Der Satz wird wahrscheinlich von beiden Gruppen missverstanden, da er, mag man das nun positiv oder negativ bewerten, nicht primär von den generellen Merkmalen oder Tätigkeiten einer Frau handelt, sondern von ihrer „Wertigkeit“. Beauvoir beschreibt in ihrem Hauptwerk ,,Das andere Geschlecht“, dass die Frau nicht das andere, defizitäre Geschlecht ist, weil sie dem Mann körperlich unterlegen ist, sondern weil ihre körperliche Unterlegenheit von der Gesellschaft als schlecht und den individuellen Wert mindernd angesehen wird. Wäre körperliche Arbeit nicht so unersetzlich zur Sicherung der eigenen Lebensgrundlage gewesen, wäre die Frau wohl nicht ab- und der Mann nicht aufgewertet worden. Mit anderen Worten: Das sogenannte Patriarchat wäre nicht entstanden.
Frauen im Neoliberalismus
Und genau dies ist auch der Grund dafür, dass sich die politische Strömung des Feminismus außerordentlich gut mit dem Kapitalismus versteht. Die körperliche Arbeit ist durch Industrialisierung, Digitalisierung und den allgemeinen wirtschaftlichen Fortschritt im Zuge der Ausbreitung des Kapitalismus am Arbeitsmarkt immer mehr in den Hintergrund gerückt. Heute sind vielmehr kognitive Fähigkeiten gefragt, die genauso gut Frauen erbringen können. Oder aber Arbeitskräfte in prekären Beschäftigungen, die sich mit niedrigen Löhnen zufriedengeben – zum Beispiel, weil sie einen Ehemann haben, der den familiären Haupterwerb erzielt.
Die Aufmerksamkeit, welches der Gleichberechtigung von Frauen und Männern von Seiten der Wirtschaft – beispielsweise durch sogenannte Girls-Days, bei denen jungen Mädchen technische Berufe nähergebracht werden sollen – zuteilwird, resultiert nicht aus einem gesellschaftlichen Gefühl für Fairness, sondern verfolgt ein ökonomisches Interesse. Das bedeutet natürlich in keinster Weise, dass Gleichberechtigung der Frau in unserer heutigen Gesellschaft nicht immens wichtig wäre und jede Unterdrückung oder sexuelle Belästigung in irgendeiner Form verharmlost oder relativiert werden könnte.
Doch das neoliberale Modell ist auf die Frau als zusätzliche Arbeitskraft angewiesen. Auch dadurch bedingt: Familien, die mindestens ein zusätzliches Einkommen benötigen.

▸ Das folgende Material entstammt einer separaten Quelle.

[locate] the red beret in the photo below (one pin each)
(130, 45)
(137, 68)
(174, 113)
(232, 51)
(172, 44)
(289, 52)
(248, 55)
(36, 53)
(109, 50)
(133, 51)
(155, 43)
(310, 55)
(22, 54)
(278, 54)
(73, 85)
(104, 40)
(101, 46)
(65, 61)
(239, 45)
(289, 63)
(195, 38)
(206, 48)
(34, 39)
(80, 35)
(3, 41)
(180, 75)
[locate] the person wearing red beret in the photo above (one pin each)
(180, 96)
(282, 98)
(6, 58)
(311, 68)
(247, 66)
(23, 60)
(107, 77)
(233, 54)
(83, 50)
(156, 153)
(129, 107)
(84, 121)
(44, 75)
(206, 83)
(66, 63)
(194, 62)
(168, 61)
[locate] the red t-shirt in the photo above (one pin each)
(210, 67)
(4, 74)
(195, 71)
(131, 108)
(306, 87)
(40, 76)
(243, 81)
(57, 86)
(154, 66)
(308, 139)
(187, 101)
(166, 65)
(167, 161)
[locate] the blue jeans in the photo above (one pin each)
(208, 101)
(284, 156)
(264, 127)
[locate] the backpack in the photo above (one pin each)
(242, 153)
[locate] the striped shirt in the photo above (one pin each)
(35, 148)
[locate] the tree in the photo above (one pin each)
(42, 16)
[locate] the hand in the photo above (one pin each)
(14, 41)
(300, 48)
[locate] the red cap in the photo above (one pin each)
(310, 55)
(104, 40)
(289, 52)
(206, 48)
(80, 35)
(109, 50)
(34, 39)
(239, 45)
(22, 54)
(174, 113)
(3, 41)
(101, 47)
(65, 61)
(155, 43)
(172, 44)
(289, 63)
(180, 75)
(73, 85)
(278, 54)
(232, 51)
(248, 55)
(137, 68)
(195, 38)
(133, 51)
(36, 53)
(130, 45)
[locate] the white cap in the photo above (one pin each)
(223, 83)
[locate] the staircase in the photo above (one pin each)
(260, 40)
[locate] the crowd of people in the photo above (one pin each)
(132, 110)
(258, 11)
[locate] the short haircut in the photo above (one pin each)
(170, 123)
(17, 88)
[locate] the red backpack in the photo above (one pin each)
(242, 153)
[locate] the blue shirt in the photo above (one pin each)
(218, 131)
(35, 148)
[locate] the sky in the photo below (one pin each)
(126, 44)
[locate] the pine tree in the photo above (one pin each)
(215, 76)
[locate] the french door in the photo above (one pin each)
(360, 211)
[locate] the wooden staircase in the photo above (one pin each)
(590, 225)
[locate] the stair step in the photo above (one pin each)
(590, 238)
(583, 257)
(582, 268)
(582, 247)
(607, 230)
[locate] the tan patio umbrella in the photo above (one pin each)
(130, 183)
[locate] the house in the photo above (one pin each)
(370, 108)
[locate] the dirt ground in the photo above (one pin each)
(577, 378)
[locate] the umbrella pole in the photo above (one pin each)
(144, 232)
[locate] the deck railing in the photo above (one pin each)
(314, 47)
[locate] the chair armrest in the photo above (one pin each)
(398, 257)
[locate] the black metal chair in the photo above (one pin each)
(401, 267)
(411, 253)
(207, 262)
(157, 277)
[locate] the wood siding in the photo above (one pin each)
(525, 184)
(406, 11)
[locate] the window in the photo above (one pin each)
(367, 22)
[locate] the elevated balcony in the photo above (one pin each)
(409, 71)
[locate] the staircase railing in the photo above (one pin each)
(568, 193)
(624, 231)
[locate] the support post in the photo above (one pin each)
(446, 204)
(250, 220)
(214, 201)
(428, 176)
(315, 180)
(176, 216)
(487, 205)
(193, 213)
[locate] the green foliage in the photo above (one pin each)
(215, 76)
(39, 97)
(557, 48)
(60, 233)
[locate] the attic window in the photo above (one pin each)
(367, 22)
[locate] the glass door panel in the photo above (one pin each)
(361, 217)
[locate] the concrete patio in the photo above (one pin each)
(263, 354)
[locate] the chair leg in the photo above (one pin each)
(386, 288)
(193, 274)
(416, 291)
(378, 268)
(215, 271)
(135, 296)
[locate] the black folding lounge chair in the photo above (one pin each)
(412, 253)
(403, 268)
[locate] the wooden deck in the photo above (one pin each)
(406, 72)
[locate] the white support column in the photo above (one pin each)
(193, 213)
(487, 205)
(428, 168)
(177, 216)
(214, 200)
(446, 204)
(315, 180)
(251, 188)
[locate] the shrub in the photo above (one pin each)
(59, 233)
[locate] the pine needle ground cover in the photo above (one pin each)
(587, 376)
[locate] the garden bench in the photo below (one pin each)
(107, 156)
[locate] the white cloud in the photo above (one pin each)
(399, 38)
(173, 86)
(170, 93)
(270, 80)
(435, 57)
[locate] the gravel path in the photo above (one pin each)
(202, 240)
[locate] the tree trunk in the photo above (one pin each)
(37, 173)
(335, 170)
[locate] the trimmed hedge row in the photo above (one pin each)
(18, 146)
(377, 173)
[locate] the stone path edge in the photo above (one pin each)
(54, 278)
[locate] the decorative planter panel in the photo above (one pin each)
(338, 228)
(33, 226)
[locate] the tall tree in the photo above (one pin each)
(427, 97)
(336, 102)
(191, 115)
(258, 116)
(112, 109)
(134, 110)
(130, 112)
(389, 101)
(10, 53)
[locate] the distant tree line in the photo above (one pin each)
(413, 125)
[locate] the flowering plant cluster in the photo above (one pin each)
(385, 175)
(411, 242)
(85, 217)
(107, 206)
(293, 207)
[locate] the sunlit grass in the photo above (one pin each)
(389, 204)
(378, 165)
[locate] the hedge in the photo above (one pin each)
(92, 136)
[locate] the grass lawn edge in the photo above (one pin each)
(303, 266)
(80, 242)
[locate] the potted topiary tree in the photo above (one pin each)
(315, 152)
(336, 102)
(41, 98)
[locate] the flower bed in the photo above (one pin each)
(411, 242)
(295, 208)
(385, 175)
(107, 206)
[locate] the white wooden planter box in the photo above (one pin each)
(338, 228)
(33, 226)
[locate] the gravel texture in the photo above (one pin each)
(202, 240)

Paradoxerweise verdienen Frauen dann aber im Schnitt 20 Prozent weniger als Männer; der sogenannte Gender-Pay-Gap. Das dürfte im Grunde beweisen, dass das Engagement der Unternehmen für mehr Gleichberechtigung eher pragmatischer Natur ist und der Erfüllung eigener Profitinteressen gilt.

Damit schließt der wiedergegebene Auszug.